The Roots of the Arab Spring   /   Fall 2011   /    The Roots Of The Arab Spring

Whither Political Islam and the “Arab Spring”?

Ahmed H. al-Rahim

What has been widely dubbed the “Arab Spring” or “Arab revolutions” is, in many respects, a misappellation. The protests and, in some cases, revolts that began in Tunisia in December 2010 and swept through much of the Middle East and North Africa would be more accurately described as postcolonial, national revolts against the regimes of the largely Arab nationalist revolutions or, more accurately, the military coup d’états of the 1950s and 1960s that brought these republican regimes into power. To begin to understand the nature of the recent protests, we need to examine three major events or shifts in the history of the Middle East and North Africa.

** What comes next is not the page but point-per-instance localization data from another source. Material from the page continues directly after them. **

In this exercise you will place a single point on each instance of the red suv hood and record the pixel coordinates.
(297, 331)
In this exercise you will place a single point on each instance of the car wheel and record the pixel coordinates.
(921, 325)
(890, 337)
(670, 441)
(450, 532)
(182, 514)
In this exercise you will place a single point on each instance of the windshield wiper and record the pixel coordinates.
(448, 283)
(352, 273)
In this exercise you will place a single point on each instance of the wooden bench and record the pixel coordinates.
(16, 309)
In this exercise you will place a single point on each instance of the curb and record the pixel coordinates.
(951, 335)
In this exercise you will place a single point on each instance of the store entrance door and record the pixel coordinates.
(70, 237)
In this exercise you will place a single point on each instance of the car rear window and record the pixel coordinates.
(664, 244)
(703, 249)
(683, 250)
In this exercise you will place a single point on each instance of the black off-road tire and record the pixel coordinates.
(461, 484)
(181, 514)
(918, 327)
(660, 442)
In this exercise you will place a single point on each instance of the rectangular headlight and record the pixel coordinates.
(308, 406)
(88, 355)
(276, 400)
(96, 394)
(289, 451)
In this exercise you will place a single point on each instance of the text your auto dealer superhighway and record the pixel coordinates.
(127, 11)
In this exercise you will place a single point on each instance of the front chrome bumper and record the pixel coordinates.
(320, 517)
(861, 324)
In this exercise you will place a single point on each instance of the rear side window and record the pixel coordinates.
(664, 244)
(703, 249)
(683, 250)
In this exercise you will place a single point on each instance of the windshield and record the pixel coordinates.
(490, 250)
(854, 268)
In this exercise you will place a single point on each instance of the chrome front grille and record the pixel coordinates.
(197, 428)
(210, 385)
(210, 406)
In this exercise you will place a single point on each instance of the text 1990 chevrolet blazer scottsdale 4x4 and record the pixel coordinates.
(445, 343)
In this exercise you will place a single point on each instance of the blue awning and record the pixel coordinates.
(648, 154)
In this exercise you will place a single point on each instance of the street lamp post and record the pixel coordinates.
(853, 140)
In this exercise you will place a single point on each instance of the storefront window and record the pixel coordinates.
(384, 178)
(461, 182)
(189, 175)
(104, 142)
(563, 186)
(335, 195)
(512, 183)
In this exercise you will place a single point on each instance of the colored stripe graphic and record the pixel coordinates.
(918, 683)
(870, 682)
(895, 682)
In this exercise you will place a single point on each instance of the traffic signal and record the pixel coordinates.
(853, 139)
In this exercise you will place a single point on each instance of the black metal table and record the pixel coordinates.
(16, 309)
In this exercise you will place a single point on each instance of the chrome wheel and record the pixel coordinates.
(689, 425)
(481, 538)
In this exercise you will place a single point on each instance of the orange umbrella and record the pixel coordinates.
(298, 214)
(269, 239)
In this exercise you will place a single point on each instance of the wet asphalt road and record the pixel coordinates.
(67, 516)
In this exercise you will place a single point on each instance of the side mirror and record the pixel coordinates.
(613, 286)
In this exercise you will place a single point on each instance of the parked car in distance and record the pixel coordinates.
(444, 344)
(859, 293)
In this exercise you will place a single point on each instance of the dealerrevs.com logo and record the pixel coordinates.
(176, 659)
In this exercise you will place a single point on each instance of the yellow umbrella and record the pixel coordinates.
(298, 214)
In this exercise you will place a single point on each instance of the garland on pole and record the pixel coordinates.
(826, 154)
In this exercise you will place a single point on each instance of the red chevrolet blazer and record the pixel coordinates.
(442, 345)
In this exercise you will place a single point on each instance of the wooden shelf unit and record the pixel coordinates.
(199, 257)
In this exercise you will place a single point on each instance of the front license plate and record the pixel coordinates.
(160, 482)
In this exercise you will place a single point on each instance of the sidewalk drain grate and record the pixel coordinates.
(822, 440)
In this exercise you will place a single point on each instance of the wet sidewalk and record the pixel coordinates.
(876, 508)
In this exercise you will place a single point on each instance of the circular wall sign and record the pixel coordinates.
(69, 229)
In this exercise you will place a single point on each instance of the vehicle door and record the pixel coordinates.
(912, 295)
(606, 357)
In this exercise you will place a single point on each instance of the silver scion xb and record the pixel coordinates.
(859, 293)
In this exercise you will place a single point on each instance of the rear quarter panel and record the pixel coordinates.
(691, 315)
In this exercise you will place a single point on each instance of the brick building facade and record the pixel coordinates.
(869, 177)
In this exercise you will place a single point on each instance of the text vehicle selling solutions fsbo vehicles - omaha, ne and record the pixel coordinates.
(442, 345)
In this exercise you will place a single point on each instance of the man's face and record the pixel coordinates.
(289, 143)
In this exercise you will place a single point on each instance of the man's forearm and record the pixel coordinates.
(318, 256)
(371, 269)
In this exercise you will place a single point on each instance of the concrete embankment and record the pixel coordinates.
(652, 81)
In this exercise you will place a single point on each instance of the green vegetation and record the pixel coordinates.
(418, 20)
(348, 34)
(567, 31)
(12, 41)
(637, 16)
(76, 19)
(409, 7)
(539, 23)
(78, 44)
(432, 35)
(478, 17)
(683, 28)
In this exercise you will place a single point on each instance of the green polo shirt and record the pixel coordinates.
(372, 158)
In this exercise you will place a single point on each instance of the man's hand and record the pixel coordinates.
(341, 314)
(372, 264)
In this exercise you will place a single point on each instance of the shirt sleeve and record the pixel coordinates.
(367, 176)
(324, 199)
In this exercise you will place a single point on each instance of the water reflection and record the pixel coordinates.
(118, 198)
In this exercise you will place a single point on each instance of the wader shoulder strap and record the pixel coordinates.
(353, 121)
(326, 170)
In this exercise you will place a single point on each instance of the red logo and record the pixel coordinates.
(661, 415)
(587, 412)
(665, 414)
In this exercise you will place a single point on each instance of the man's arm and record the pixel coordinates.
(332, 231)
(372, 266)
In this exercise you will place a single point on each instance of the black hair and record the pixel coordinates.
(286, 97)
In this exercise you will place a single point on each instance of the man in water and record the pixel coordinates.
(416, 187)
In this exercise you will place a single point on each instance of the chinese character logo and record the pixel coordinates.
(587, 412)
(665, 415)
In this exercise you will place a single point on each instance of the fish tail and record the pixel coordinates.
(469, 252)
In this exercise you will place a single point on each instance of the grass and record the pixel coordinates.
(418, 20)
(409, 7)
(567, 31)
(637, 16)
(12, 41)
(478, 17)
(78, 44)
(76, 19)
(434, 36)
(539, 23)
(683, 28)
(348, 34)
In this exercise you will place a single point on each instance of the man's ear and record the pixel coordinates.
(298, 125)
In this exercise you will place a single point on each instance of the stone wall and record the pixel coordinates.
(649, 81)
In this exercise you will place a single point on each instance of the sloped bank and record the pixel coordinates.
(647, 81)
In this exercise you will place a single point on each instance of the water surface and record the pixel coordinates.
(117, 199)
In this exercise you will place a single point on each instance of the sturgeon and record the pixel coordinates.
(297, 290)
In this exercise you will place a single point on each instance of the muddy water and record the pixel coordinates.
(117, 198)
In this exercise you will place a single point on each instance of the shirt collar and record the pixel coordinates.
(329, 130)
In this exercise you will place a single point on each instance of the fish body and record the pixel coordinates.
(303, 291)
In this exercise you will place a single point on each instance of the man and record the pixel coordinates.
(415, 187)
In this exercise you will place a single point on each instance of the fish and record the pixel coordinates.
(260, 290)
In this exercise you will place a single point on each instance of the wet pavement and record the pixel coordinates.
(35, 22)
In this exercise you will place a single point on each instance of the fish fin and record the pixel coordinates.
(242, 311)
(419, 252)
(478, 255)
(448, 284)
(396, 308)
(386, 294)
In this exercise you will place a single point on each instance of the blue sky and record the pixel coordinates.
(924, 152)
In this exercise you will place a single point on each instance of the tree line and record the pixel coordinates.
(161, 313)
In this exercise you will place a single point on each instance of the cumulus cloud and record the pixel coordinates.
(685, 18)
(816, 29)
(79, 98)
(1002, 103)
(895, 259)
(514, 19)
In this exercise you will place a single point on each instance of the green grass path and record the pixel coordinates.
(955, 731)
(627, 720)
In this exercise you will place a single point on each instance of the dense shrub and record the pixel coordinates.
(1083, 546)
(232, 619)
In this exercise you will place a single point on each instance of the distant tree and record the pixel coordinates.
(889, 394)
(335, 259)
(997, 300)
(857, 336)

First is Napoléon’s invasion of Egypt in 1798—the backdrop to much of the region’s modern history—which ushered in modernity to what would, in time, become the territorial nation of Egypt and, more broadly, to the Muslim world. The second is the “Arab liberal age,” or “Arab renaissance” (al-nahda, which the Tunisian Islamist party and movement took as its name), namely, the vibrant intellectual period of (Arab) Muslim thought about the challenges posed and opportunities offered by Western modernity, particularly in the socio-political, constitutional, and economic realms, extending from 1798 to 1939. This assimilation of Western thought and of the rethinking of Muslim tradition laid the intellectual foundation for much of the modern Middle East and North Africa, without which the recent protests and revolutions—and more importantly their demands for ending autocratic rule and for democratic, representative government—may not have been possible. And the third is the postcolonial context of nationalism and nation states in the Middle East and North Africa. The political discourse—or, more accurately, the grievances and demands of the protesters—has, in terms of language and political goals, markedly shifted away from the various strands of pan-Arabism and pan-Islamism that dominated much of the region’s history in the second half of the twentieth century to a nationally—namely, Tunisian, Egyptian, etc.—based agenda with clearly defined, and in their eyes achievable, goals. After discussing these historical phases, I will outline three current political models in the Middle East that indicate possible future trajectories for political Islam today.